All these elements put-together means that I am of course thrilled with this book and will use words like provocative, touching, heart-rending, and beautiful to prove it. I will also molest McCourt's precise prose without shame and try to pillage his style. This will not work and I will throw myself into the sciences and alcoholism.
ADDENDUM: Ok, so the book sort of sagged towards the end. The thing is, with a memoir there's not much to keep you chugging along. And with a memoir about abject poverty instead of, say, Roald Dahl's smashing times with the RAF, it's not so much a question of AND THEN DID FRANK RISE OUT OF THE SLUMS AND KILL HEINRICH HIMMLER WITH A JET PLANE but NOW WHAT KIND OF TERRIBLE THIRD WORLD INFECTION DID FRANK PICK UP? This, admittedly, is not enough to keep my miniscule attention span.
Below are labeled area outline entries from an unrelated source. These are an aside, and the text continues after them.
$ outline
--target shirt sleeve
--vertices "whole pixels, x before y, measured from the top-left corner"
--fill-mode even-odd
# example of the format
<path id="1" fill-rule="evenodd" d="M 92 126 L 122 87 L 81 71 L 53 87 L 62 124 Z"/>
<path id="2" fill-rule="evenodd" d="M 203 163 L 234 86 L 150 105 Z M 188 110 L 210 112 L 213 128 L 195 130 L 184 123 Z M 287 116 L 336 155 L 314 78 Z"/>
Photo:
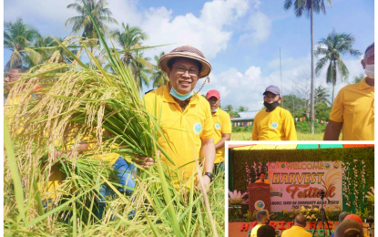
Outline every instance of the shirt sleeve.
<path id="1" fill-rule="evenodd" d="M 298 140 L 297 130 L 295 129 L 294 118 L 289 111 L 285 111 L 286 116 L 283 121 L 286 140 Z"/>
<path id="2" fill-rule="evenodd" d="M 255 116 L 255 119 L 253 120 L 252 140 L 259 140 L 259 131 L 258 131 L 258 129 L 257 129 L 256 116 Z"/>
<path id="3" fill-rule="evenodd" d="M 231 133 L 232 127 L 231 127 L 231 119 L 230 118 L 230 115 L 224 112 L 223 119 L 222 119 L 222 133 Z"/>
<path id="4" fill-rule="evenodd" d="M 344 106 L 342 103 L 343 89 L 342 88 L 333 101 L 332 108 L 330 114 L 330 119 L 335 122 L 343 121 Z"/>
<path id="5" fill-rule="evenodd" d="M 212 121 L 210 105 L 207 103 L 207 105 L 204 105 L 204 108 L 206 118 L 203 125 L 203 132 L 200 135 L 200 138 L 202 139 L 209 139 L 214 137 L 214 122 Z"/>

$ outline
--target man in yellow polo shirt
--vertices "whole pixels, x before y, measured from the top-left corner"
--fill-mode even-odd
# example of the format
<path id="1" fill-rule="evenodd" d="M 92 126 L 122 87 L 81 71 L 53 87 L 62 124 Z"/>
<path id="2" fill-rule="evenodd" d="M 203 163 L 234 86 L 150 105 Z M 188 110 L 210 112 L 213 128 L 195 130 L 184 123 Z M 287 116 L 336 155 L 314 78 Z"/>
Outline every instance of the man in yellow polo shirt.
<path id="1" fill-rule="evenodd" d="M 278 107 L 282 101 L 281 90 L 269 86 L 264 96 L 263 109 L 256 114 L 253 121 L 252 140 L 297 140 L 294 119 L 291 114 Z"/>
<path id="2" fill-rule="evenodd" d="M 271 218 L 269 217 L 268 211 L 266 210 L 261 210 L 256 213 L 256 220 L 258 224 L 253 227 L 250 231 L 250 237 L 257 237 L 257 231 L 260 227 L 269 224 Z"/>
<path id="3" fill-rule="evenodd" d="M 210 89 L 206 94 L 206 99 L 210 104 L 212 120 L 214 122 L 215 161 L 214 172 L 224 170 L 224 143 L 231 139 L 231 120 L 230 115 L 220 108 L 220 94 L 218 90 Z"/>
<path id="4" fill-rule="evenodd" d="M 255 181 L 255 183 L 266 183 L 266 184 L 271 184 L 268 180 L 265 180 L 265 173 L 264 172 L 261 172 L 260 173 L 260 178 L 259 180 L 257 180 Z"/>
<path id="5" fill-rule="evenodd" d="M 158 65 L 167 73 L 169 82 L 148 93 L 144 99 L 148 112 L 159 118 L 160 128 L 168 140 L 159 136 L 158 142 L 175 164 L 164 157 L 163 160 L 173 169 L 179 169 L 179 180 L 186 183 L 197 173 L 193 161 L 204 157 L 203 174 L 197 174 L 197 181 L 201 180 L 208 187 L 214 179 L 214 124 L 209 102 L 193 90 L 198 80 L 210 73 L 211 65 L 202 52 L 189 46 L 165 54 Z M 170 176 L 178 185 L 178 177 L 174 173 Z M 199 183 L 198 187 L 200 189 Z"/>
<path id="6" fill-rule="evenodd" d="M 374 140 L 374 43 L 361 60 L 366 77 L 343 87 L 333 102 L 324 140 Z"/>
<path id="7" fill-rule="evenodd" d="M 294 225 L 283 231 L 281 237 L 312 237 L 312 235 L 304 230 L 306 227 L 306 217 L 302 214 L 299 214 L 295 217 Z"/>

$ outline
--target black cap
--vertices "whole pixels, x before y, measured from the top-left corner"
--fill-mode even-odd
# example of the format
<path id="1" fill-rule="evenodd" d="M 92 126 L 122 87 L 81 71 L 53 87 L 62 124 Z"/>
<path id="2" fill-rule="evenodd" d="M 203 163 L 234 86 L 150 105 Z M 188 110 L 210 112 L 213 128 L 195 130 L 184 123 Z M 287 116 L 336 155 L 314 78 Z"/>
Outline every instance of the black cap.
<path id="1" fill-rule="evenodd" d="M 276 230 L 269 224 L 262 225 L 257 230 L 257 237 L 274 237 Z"/>

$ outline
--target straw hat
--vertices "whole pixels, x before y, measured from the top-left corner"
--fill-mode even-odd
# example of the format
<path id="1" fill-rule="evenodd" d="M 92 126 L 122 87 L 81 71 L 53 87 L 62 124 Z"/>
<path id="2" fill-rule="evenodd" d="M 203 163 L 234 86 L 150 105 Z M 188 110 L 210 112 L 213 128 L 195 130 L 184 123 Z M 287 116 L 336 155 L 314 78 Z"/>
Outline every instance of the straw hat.
<path id="1" fill-rule="evenodd" d="M 183 46 L 177 47 L 168 54 L 163 55 L 158 61 L 158 67 L 166 71 L 168 62 L 174 57 L 187 57 L 199 61 L 202 65 L 202 70 L 199 72 L 199 78 L 209 76 L 211 71 L 211 64 L 206 59 L 201 51 L 194 46 Z"/>

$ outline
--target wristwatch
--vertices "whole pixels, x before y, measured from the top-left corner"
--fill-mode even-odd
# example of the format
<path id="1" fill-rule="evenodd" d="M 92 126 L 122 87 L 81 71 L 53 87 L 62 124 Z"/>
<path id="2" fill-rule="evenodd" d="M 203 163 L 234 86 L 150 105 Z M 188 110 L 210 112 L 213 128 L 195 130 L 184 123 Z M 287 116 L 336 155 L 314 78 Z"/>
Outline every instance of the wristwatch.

Also, the end of the book has a lot more sex (or the 'excitement' as McCourt likes to call it), which I would normally cheer on but: (a) first of all, the man calls it the 'excitement' which is about as randy and exciting as a woman referring to her coochie as a 'flower', no; and (b) I had the misfortune of looking at the book jacket and saw McCourt's craggy 60 year old face peering at me through his enormous bushy eyebrows and the thought of him hooking up on a couch pretty much ruined everything. In short, McCourt's way of describing sex pretty much has all the appeal of your Grandpa talking about the nice O-ree-ental woman he met and bedded during his tour of Asia against the Japs and Hitler.
This section is long and really pretty irrelevant towards my overall enjoyment of the book, but STILL IT WAS BOTHERING ME.